Jetzt spricht der Mittelstand und warum Frankfurt erst recht nicht von der neuen Landebahn profitiert
Frankfurt stürzt ab
Laut einer Pressemitteilung des Instituts der deutschen Wirtschaft Köln (IW) vom 17.2.14 ist für die Unternehmen in Deutschland eine stabile Stromversorgung der wichtigste Infrastrukturbereich, gefolgt von einem hochwertigen Straßennetz und einem leistungsfähigen Kommunikationsnetz. Das Luftverkehrsnetz sei für viele Unternehmen dagegen nicht so wichtig. Das gleiche Institut befragte im Oktober 2011 rund 4000 Unternehmen in den 50 größten Städten Deutschlands zu ihrer Standortzufriedenheit und im Oktober 2012 rund 2700.
Das Luftverkehrsnetz hat für viele Unternehmen als Infrastruktbestandteil nicht die höchste Priorität – Foto: © Rene K / youtube.de
Abgefragt wurden drei Felder: das Verwaltungshandeln (Wirtschaftsfreundlichkeit, Serviceorientierung, Einsatz von E-Administration und Sparsamkeit), die Infrastruktur (Verkehr, Gewerbeflächen, Schulen, Kinderbetreuung, Freizeit- und Kultureinrichtungen) sowie die
Attraktivität, in denen weichere Faktoren, wie das Image der Stadt bzw. die Zukunftssicherheit als Unternehmenssitz einfließen. Ein Jahr nach Eröffnung der Nordwest-Landebahn verlor Frankfurt vier Plätze im Standortranking und erzielte Rang 20 von 50. In zwei Unterpunkten überraschen deutliche Rückgänge: Die Verkehrsinfrastruktur wurde nur noch unterdurchschnittlich bewertet: Rang 26 nach Rang 7. Bei der Frage „Würden Sie Frankfurt noch einmal als Unternehmensstandort auswählen?“ fiel Frankfurt von Rang 2 auf Rang 20.
Ein Vertreter aus dem Mittelstand wehrt sich:
Inwieweit die Ergebnisse für Frankfurt im Zusammenhang mit der neuen Nordwest-Landebahn stehen, ist spekulativ.
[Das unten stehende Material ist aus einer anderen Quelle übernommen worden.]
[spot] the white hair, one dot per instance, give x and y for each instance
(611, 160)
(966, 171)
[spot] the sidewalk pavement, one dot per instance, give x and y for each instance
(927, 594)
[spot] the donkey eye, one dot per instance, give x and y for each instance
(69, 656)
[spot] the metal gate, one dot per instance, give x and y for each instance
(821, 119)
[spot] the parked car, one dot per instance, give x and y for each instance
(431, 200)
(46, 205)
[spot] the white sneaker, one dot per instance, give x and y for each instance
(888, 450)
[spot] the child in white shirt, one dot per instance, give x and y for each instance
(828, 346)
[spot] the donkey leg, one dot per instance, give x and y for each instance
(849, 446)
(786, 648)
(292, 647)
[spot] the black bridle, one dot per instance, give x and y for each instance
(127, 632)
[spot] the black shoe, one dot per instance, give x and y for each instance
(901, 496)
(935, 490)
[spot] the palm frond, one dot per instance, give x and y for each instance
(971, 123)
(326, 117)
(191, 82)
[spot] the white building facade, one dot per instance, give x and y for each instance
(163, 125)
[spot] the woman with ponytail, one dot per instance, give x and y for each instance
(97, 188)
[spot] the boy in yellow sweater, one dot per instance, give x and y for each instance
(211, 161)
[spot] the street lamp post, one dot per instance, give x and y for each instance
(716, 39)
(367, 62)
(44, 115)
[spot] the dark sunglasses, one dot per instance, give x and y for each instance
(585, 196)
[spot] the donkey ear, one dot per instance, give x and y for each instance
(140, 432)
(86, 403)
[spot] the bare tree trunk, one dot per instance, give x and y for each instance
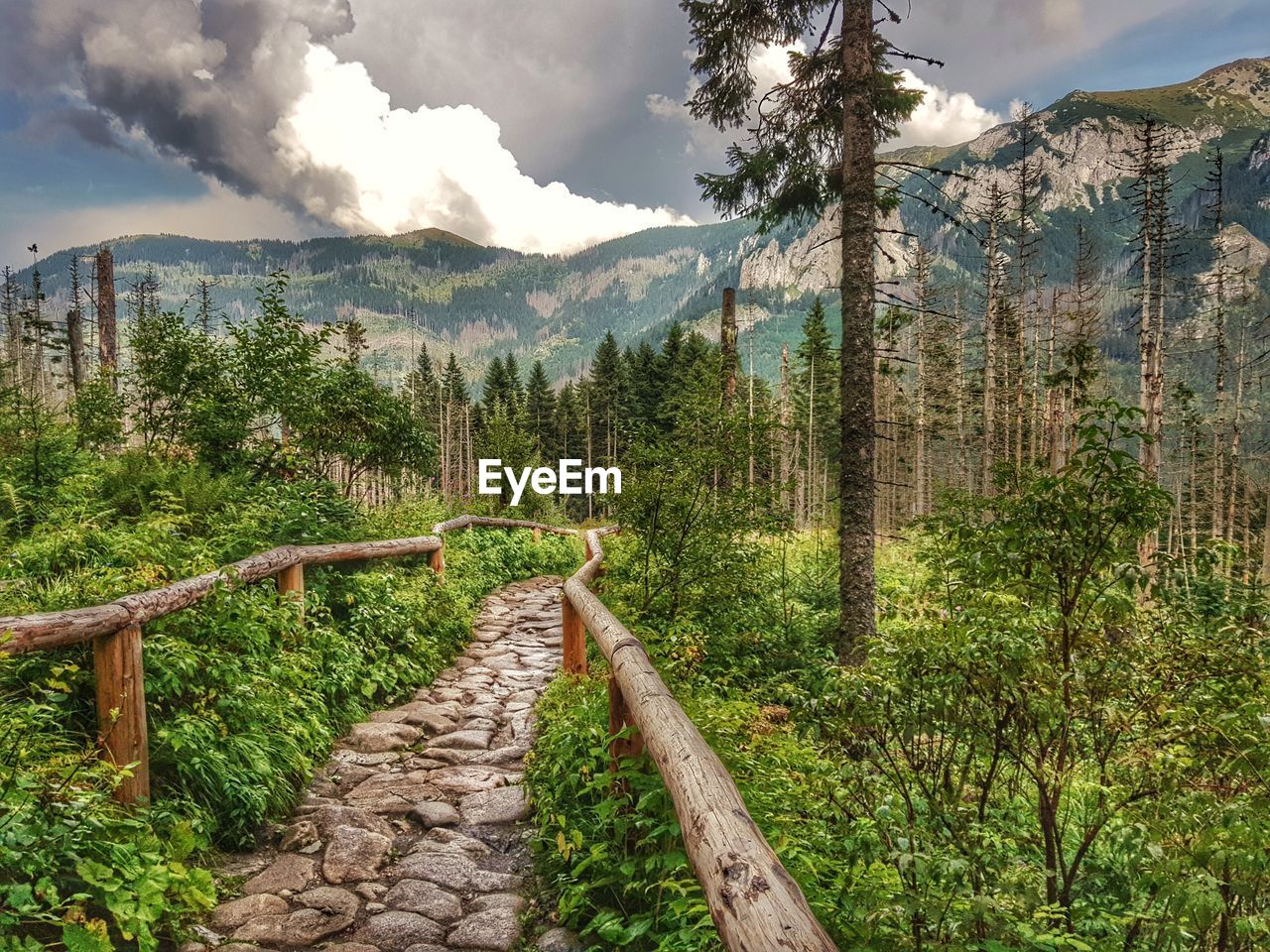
(728, 348)
(784, 463)
(75, 347)
(107, 327)
(858, 208)
(989, 348)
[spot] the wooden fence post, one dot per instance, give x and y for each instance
(574, 638)
(619, 720)
(291, 583)
(121, 708)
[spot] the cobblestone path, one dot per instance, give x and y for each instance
(412, 838)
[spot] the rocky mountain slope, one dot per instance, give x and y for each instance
(435, 287)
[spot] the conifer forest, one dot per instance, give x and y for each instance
(912, 588)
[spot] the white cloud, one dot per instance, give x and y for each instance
(943, 118)
(770, 67)
(435, 167)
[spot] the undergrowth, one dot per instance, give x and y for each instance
(244, 697)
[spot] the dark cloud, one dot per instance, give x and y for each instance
(204, 82)
(91, 126)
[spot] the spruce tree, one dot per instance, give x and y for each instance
(540, 404)
(813, 149)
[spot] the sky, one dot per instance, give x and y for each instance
(541, 126)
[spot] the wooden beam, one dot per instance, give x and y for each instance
(619, 720)
(574, 639)
(121, 710)
(753, 901)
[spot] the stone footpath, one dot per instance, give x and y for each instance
(412, 837)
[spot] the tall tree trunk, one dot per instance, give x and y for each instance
(858, 207)
(75, 347)
(784, 462)
(728, 348)
(107, 327)
(991, 345)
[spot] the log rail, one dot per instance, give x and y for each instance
(754, 902)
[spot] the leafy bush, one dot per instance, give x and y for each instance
(1034, 756)
(244, 697)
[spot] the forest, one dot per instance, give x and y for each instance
(968, 592)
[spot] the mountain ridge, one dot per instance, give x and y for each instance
(454, 295)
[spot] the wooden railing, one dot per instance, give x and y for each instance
(754, 902)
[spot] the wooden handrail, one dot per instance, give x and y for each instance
(754, 902)
(114, 630)
(49, 630)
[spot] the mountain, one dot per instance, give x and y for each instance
(447, 291)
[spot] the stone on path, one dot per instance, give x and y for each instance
(411, 838)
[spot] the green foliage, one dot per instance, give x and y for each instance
(1030, 758)
(73, 867)
(244, 697)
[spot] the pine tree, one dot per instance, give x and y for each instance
(607, 388)
(813, 149)
(540, 404)
(423, 390)
(497, 390)
(816, 402)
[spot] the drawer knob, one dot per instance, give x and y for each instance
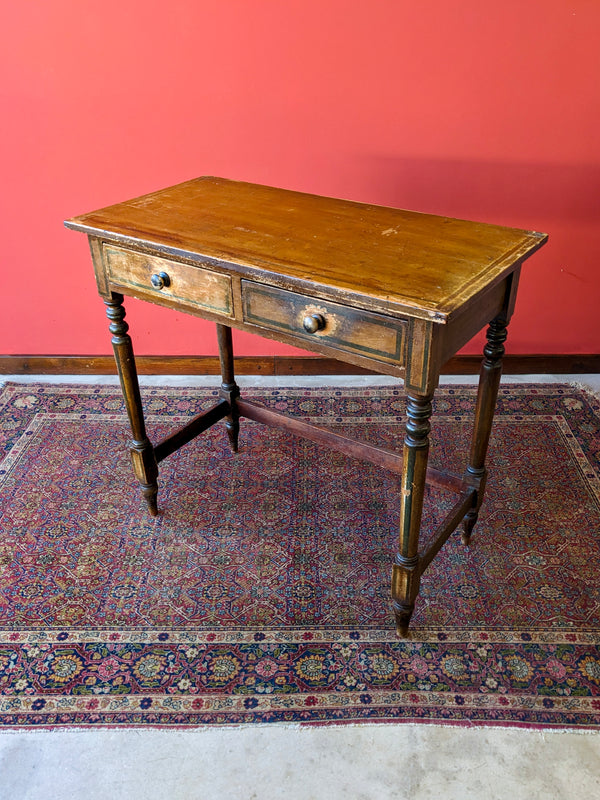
(160, 280)
(313, 323)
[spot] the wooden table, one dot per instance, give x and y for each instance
(395, 291)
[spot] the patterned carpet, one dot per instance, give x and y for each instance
(261, 592)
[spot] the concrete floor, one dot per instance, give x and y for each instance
(278, 761)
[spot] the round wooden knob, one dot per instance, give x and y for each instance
(313, 323)
(160, 280)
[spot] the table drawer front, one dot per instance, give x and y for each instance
(188, 284)
(342, 327)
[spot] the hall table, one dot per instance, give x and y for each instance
(395, 291)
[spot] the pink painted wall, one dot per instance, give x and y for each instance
(475, 109)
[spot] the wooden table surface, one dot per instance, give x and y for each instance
(428, 265)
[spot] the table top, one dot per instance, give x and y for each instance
(429, 263)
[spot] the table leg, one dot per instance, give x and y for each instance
(142, 452)
(406, 571)
(487, 394)
(229, 389)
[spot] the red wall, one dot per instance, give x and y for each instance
(473, 109)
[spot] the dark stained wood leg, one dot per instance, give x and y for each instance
(229, 389)
(406, 571)
(489, 383)
(142, 452)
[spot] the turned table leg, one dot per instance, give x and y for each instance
(487, 394)
(142, 452)
(406, 571)
(229, 389)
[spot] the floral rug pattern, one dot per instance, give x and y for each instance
(261, 592)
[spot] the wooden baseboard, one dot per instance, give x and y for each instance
(280, 365)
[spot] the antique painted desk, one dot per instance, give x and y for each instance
(395, 291)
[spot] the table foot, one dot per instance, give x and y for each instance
(468, 524)
(232, 426)
(150, 492)
(403, 613)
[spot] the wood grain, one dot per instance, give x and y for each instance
(429, 264)
(574, 364)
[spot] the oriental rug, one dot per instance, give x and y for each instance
(261, 592)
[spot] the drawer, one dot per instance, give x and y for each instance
(188, 284)
(339, 327)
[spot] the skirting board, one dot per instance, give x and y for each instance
(281, 365)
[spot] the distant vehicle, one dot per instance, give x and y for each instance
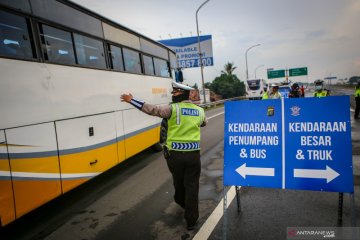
(284, 90)
(255, 88)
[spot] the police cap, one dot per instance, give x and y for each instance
(177, 86)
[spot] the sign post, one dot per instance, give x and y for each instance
(276, 74)
(293, 72)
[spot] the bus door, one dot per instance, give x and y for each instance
(34, 166)
(87, 147)
(7, 209)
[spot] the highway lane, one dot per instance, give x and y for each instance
(131, 201)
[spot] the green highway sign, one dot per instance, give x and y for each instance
(276, 74)
(293, 72)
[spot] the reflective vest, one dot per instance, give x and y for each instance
(184, 127)
(323, 93)
(357, 92)
(265, 96)
(275, 95)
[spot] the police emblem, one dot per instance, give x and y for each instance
(295, 111)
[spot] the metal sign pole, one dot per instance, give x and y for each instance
(352, 209)
(237, 189)
(340, 208)
(225, 215)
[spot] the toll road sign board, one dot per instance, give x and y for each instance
(295, 143)
(187, 51)
(293, 72)
(318, 144)
(276, 74)
(253, 143)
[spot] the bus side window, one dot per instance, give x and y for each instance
(15, 39)
(148, 65)
(116, 58)
(89, 52)
(161, 68)
(132, 61)
(58, 46)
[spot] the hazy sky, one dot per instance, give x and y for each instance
(323, 35)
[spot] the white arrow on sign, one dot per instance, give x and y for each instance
(243, 171)
(329, 174)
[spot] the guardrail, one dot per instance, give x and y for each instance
(214, 104)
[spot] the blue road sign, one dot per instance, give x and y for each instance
(253, 143)
(318, 145)
(305, 146)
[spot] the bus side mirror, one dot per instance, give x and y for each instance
(179, 76)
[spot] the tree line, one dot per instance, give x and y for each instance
(228, 85)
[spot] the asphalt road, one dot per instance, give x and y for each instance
(134, 201)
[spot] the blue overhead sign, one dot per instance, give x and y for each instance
(313, 149)
(253, 143)
(318, 145)
(187, 51)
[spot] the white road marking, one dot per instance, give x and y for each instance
(215, 115)
(210, 223)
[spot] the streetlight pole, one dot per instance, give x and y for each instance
(201, 65)
(247, 73)
(257, 68)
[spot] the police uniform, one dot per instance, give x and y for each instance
(276, 94)
(265, 96)
(357, 100)
(319, 91)
(322, 93)
(183, 146)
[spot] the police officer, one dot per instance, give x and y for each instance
(319, 89)
(274, 94)
(295, 91)
(182, 150)
(265, 94)
(357, 100)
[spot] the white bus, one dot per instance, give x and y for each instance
(62, 123)
(255, 88)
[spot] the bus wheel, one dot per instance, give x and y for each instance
(157, 147)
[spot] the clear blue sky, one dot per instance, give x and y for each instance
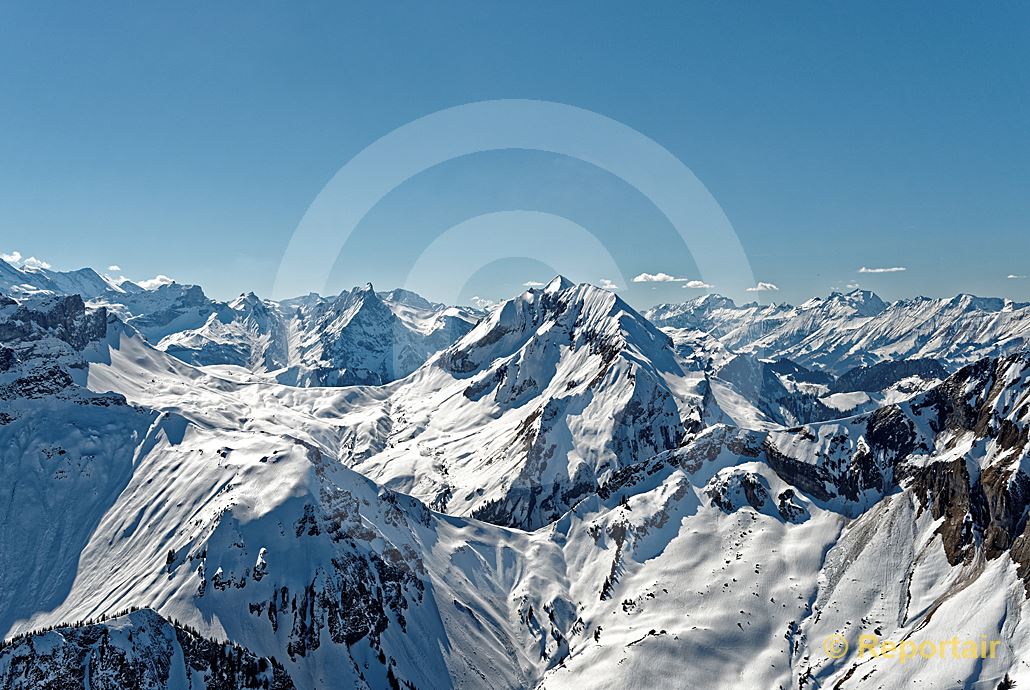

Der ehemalige Präsident der IHK Offenbach, Dr. Wolfgang Kappus, resümierte aber schon 2001: „Ich habe selbst einige der Fragebogen der Fraport damals im Mediationsverfahren ausgefüllt. Da waren so Fragen drin: Glauben Sie, dass ihr Unternehmen in zehn Jahren noch wachsen kann, wenn Sie nicht mehr im Stundentakt eine Verbindung nach London oder Paris haben? Ja, das waren wirklich Fragen, die in der Mediation gestellt wurden. Diese Verbindung im Stundentakt oder die Erreichbarkeit eines Flughafens innerhalb von 45 Minuten steht auf der Liste der unabdingbaren Ansiedlungsvoraussetzungen nicht an wichtiger Stelle. Neben einer sicherlich notwendigen vernünftigen Verkehrs- und Infrastruktur gibt es viel wichtigere Probleme zu lösen: die Zulieferersituation, gut ausgebildete Arbeitnehmer, wirtschaftsfreundliche Verwaltungen, Wohnumfeld, Freizeit- und Erholungsmöglichkeiten. Gerade die zuletzt genannten weichen Standortfaktoren spielen bei den Unternehmen eine viel größere Rolle und dafür ist der Ausbau des Flughafens kontraproduktiv.“ Mittlerweile fliegt man im 20-Minutentakt von Frankfurt nach Paris.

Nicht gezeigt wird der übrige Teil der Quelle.